General Motors has an awesome new $30 million gadget at its Warren, Michigan Technical Center: a reduced-scale wind tunnel with advanced instrumentation and a rolling ground plane. Here’s a detailed look inside.
At the General Motors Technical Center in Warren, Michigan, the automaker operates one of the finest full-scale wind tunnels in the country, a massive 4500-horsepower facility constructed in 1980. (See MCG’s look inside here.) And now, right next door, GM has just completed an advanced $30 million reduced-scale wind tunnel, which is specifically designed to handle smaller 33 percent and 40 percent scale models.
Why a reduced scale wind tunnel when GM already has a perfectly suitable full-scale tunnel? In a word, efficiency. The reduced scale tunnel can produce aerodynamic improvements faster and cheaper. Just one example among many: Moving one pound of styling clay on a 40 percent model is equivalent, in time and effort, to moving 16 pounds on a full-scale model. Thus more iterations can be tested in less time, speeding and improving the development process.
Coupled with GM’s other aerodynamic tools, including the full scale tunnel and CFD (computational fluid dynamics; a virtual wind tunnel if you will—see the MCG feature), the reduced scale tunnel will help the General to make its cars more aerodynamically efficient. And that’s a big deal. GM has determined that aero is by far the most cost-effective means of reducing both carbon dioxide emissions and fuel consumption, which is a win-win deal for the environment and for car buyers. (The relationship between CO2 and fuel consumption is essentially 1:1.) Here’s a quick tour of the reduced scale tunnel.

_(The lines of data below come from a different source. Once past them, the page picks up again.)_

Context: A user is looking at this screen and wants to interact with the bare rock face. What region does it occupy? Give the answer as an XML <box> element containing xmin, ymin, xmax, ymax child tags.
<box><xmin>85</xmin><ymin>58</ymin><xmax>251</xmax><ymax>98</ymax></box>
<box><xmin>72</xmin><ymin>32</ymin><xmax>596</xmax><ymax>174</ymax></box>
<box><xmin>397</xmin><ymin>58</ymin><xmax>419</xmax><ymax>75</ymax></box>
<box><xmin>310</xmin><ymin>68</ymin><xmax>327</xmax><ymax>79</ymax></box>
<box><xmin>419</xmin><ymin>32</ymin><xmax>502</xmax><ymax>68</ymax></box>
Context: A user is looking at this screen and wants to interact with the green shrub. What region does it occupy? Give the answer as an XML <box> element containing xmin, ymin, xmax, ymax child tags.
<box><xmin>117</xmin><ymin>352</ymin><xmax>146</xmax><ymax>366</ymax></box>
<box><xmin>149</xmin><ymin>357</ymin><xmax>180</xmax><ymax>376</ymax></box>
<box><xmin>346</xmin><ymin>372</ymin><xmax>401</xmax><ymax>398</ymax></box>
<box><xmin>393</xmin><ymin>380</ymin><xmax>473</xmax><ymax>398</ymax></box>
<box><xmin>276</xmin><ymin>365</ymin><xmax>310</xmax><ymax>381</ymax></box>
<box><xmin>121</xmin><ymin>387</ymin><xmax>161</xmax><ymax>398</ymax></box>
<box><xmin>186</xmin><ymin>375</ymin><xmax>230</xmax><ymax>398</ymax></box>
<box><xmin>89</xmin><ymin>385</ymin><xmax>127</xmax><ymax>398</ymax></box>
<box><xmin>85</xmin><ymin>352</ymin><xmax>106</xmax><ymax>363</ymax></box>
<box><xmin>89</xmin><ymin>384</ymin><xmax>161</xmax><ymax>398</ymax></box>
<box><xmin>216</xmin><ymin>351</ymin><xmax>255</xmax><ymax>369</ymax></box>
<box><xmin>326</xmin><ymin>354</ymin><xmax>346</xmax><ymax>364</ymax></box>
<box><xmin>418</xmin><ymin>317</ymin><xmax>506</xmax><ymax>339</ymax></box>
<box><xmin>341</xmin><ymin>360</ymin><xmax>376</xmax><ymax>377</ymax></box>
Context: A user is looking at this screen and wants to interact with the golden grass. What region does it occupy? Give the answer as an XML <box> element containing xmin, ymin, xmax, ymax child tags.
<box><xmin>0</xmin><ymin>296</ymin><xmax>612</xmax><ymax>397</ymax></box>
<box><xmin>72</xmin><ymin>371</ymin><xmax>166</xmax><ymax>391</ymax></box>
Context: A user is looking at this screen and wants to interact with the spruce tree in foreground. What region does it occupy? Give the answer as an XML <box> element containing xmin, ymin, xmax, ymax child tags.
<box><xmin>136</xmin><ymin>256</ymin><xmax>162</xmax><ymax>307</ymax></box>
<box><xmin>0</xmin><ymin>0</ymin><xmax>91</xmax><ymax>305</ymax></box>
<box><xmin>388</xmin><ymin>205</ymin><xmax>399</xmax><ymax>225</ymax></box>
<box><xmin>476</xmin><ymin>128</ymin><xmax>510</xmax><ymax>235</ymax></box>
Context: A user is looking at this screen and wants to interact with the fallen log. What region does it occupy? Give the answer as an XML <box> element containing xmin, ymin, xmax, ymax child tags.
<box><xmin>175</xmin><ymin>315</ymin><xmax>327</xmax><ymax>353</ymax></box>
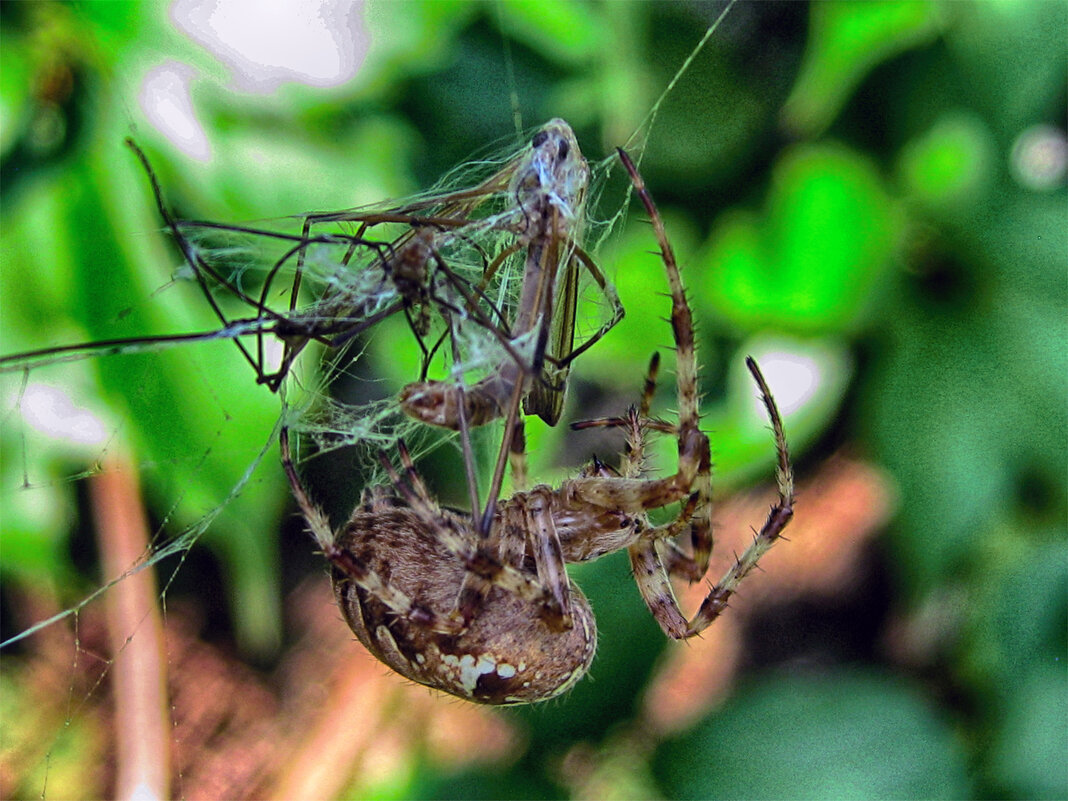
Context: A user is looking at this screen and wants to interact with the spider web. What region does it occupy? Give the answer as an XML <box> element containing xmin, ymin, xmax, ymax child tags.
<box><xmin>0</xmin><ymin>3</ymin><xmax>734</xmax><ymax>798</ymax></box>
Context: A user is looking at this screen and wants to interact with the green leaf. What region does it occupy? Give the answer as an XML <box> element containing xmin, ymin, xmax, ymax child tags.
<box><xmin>691</xmin><ymin>145</ymin><xmax>899</xmax><ymax>333</ymax></box>
<box><xmin>654</xmin><ymin>672</ymin><xmax>969</xmax><ymax>799</ymax></box>
<box><xmin>783</xmin><ymin>0</ymin><xmax>942</xmax><ymax>137</ymax></box>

SAE editor Lindsay Brooke was included in this photo to show the size of a 40-percent scale Chevy pickup. (Is this model cool or what?) For aerodynamic realism in the tunnel, the entire suspension and undercarriage are precisely duplicated on each model, a feat that can now be accomplished quickly and economically using rapid prototyping and 3D printing technology. All the model work is performed in-house by UAW technicians.
This mirror shot shows the chassis detail on a 40-percent model. Note how the driveline, exhaust system, and fuel tank have been precisely duplicated in plastic and aluminum billet. In the pursuit of drag reduction, the airflow inside and under the body can be just as critical as the airflow over the body. The reduced-scale models weigh around 450 lbs. each—much faster and easier to move in and out of the tunnel than full-sized mockups.
Here’s a 1/3 model sedan resting in the test section. The long gray belt passing between the wheels is a rolling ground plane (aka rolling road), which replicates the airflow of a car travelling over pavement. Four more smaller planes spin each wheel at a designated road speed. Under the floor, which can rotate 360 degrees, is a six-element electronic balance system that precisely measures all the forces on the model as the air travels over it, including lift, drag, and downforce.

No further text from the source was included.